Facebook, Google, LinkedIn and Twitter were described by one source as all having a “great relationship” with HootSuite already, and that the company was looking to build a deal that would give them all “upside in Hootsuite’s success.”

We also reached out to HootSuite’s CEO Ryan Holmes, who wouldn’t comment directly on who might be investing but did confirm the $500 million valuation:

“At today’s run rate this would be a very fair valuation for investors, but we have yet to determine if we will bring in additional partners. That said, we have had quite a few inquiries,” he told me.

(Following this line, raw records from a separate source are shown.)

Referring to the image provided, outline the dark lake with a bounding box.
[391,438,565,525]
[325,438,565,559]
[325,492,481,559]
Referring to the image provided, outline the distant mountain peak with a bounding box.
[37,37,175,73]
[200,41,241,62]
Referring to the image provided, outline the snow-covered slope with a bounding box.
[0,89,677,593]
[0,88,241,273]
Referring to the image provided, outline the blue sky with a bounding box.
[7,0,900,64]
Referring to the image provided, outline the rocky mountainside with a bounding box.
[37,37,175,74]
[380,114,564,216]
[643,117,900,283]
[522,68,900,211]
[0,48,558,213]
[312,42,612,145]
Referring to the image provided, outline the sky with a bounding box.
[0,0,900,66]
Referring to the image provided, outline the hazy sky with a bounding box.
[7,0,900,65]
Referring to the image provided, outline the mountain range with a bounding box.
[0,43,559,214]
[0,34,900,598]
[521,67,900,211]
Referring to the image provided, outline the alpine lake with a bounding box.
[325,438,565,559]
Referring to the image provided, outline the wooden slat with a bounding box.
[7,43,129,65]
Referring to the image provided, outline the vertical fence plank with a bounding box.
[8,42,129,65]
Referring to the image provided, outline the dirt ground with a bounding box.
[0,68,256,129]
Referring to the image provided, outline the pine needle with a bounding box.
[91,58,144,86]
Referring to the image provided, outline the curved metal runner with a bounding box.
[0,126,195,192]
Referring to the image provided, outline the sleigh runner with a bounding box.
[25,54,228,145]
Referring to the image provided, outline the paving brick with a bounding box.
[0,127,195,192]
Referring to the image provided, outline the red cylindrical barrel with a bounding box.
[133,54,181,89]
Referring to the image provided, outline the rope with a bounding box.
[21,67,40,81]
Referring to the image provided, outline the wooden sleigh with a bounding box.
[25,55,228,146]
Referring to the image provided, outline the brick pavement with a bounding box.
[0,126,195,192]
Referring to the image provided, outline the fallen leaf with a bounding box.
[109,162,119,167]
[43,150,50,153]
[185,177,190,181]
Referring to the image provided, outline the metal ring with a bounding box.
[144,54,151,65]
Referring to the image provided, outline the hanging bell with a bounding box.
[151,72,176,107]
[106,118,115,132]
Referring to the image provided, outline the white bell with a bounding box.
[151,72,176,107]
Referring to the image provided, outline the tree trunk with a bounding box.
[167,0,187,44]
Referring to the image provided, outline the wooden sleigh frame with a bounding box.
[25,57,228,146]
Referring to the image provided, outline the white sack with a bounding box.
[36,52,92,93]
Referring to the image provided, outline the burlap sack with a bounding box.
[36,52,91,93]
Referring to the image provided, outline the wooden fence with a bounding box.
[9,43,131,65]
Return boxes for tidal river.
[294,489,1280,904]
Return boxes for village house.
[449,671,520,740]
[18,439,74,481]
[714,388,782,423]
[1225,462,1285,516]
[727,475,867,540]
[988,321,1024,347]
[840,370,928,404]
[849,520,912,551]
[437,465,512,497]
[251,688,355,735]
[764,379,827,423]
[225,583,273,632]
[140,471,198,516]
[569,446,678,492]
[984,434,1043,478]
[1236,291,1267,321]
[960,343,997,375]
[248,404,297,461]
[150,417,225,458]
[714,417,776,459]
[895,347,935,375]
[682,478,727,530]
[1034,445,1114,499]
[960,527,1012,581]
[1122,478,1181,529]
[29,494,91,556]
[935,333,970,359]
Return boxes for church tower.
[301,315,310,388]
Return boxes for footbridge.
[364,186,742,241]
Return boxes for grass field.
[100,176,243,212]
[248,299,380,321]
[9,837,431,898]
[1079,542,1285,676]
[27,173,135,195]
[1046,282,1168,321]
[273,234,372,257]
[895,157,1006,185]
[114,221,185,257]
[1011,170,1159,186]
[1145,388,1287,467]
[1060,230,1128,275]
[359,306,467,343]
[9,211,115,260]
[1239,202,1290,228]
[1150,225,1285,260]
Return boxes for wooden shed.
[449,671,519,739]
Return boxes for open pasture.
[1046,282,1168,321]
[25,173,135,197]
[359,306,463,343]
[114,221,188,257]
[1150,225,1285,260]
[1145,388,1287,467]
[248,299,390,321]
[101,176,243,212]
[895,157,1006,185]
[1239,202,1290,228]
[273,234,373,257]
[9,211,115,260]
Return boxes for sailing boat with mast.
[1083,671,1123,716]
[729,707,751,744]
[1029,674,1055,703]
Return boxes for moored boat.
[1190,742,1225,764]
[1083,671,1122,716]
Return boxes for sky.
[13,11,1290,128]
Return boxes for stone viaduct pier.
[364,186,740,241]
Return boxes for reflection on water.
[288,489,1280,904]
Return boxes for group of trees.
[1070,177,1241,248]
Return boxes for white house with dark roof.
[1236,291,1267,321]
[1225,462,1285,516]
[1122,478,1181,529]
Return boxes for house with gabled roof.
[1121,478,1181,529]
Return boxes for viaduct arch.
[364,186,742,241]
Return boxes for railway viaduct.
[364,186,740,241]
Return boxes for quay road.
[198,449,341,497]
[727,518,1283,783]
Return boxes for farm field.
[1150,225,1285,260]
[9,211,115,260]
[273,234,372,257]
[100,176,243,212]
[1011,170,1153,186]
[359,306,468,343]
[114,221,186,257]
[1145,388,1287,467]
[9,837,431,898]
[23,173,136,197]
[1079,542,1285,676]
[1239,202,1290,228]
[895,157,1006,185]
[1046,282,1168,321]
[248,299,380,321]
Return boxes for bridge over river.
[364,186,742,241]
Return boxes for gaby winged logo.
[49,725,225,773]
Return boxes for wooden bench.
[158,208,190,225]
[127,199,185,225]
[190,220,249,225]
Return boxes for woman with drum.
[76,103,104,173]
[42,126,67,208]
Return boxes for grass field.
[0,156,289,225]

Facebook, Google, LinkedIn and Twitter’s networks already form the core of the HootSuite social media dashboard. Enterprises (and individuals) use that dashboard to monitor social media interaction across those networks, and they also use HootSuite for custom analytics and for executing and monitoring campaigns using other services like MailChimp, which HootSuite allows users to do through the web and via mobile apps. Customers include PepsiCo, Fox and the NBA among 3.5 million others.

You can see how that relationship could become even closer and be even more beneficial for Twitter, Facebook, LinkedIn and Google. Companies like Twitter and Facebook, built on consumer bases, need more inroads into the enterprise sector to further build out their businesses. LinkedIn, built on an enterprise customer base, needs to build out more products to serve them. And Google needs a lot more traffic and traction for its Google+ social media strategy.

A $50 million round would be a huge step up for HootSuite, which is profitable already but has reached that end at a relatively modest pace.

When HootSuite reported that OMERS Ventures, a Canadian VC firm, had taken a $20 million stake in the company in March, that was done through secondary purchases from existing shareholders, which included employees and also Blumberg Capital, Hearst Ventures, Geoff Entress and Millennium Technology Value Partners.

Before that $20 million deal, HootSuite had picked up investments worth $4.9 million: $3 million in debt and only $1.9 million capital investment.

Earlier this year HootSuite had reported an annual run-rate of $11 million in revenues. At the time it reported 140 employees and now expects to double that by the end of 2012.